SAS and R

Monday, August 27, 2018

Project MOSAIC migrates to ggformula

guest entry by Randall Pruim

In 2017, Project MOSAIC announced ggformula, a new package that provides a formula interface to ggplot2 graphics in R. (See, for example, ggformula: another option for teaching graphics in R to beginners.) This package provides a happy medium between lattice and ggplot2 that allows beginners to “do powerful things quickly” by adopting the formula interface of lattice and R’s statistical modeling functions as a means to produce ggplot2 graphics.

Over the past year, our experience with ggformula in our classes and in faculty development workshops together with the feedback we have received from other users have demonstrated ggformula to be flexible, yet easy to learn.
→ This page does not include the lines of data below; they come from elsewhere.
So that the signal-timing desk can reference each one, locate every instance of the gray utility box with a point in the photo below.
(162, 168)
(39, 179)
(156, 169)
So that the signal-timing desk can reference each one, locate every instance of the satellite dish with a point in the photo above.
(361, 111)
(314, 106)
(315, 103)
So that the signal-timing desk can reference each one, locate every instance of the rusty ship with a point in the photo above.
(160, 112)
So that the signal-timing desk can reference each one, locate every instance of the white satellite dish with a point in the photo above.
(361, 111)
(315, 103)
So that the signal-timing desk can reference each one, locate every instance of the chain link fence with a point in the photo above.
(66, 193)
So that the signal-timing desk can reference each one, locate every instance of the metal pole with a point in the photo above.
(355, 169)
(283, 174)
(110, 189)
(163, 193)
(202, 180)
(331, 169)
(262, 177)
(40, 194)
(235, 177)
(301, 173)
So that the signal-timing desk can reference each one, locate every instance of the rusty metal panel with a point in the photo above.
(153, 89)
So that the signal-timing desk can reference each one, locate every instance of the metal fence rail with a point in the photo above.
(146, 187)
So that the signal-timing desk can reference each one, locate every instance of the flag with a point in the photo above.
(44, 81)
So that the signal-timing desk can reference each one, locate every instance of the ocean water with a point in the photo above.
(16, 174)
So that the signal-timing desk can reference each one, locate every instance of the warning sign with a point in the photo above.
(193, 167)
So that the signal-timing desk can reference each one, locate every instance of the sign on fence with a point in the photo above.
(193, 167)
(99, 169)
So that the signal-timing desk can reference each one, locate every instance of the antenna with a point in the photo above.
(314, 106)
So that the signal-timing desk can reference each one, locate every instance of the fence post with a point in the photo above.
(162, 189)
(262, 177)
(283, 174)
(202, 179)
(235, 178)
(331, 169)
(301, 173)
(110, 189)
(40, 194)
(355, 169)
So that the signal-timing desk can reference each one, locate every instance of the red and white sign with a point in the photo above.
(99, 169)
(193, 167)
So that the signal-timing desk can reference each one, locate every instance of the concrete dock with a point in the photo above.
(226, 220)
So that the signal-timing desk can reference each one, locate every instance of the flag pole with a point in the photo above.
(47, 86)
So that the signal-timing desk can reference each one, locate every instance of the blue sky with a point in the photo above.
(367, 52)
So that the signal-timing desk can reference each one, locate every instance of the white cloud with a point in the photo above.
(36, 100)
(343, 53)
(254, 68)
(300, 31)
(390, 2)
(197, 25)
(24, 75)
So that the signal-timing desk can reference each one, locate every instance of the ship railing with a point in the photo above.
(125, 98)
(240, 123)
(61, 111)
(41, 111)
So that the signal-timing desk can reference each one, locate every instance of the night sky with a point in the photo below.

As part of an ecosystem that emphasizes a formula interface of lattice and the core R statistical modeling functions early on and adds tidyverse concepts later, ggformula fits better with the rest of our toolkit than do either lattice or ggplot2, providing opportunities for more creativity with less volume.

The recent releases of several Project MOSAIC R packages (mosaic, mosaicData, mosaicCore, and ggformula) and the related fastR2 package mark the official migration of Project MOSAIC from lattice to ggformula as its primary graphics system. Future development includes plans to release an updated version of mosaicModel which will interoperate with ggformula and a new package called ggformulaExtra (currently only available via Github) which adds additional functionality but relies on additional packages beyond ggplot2.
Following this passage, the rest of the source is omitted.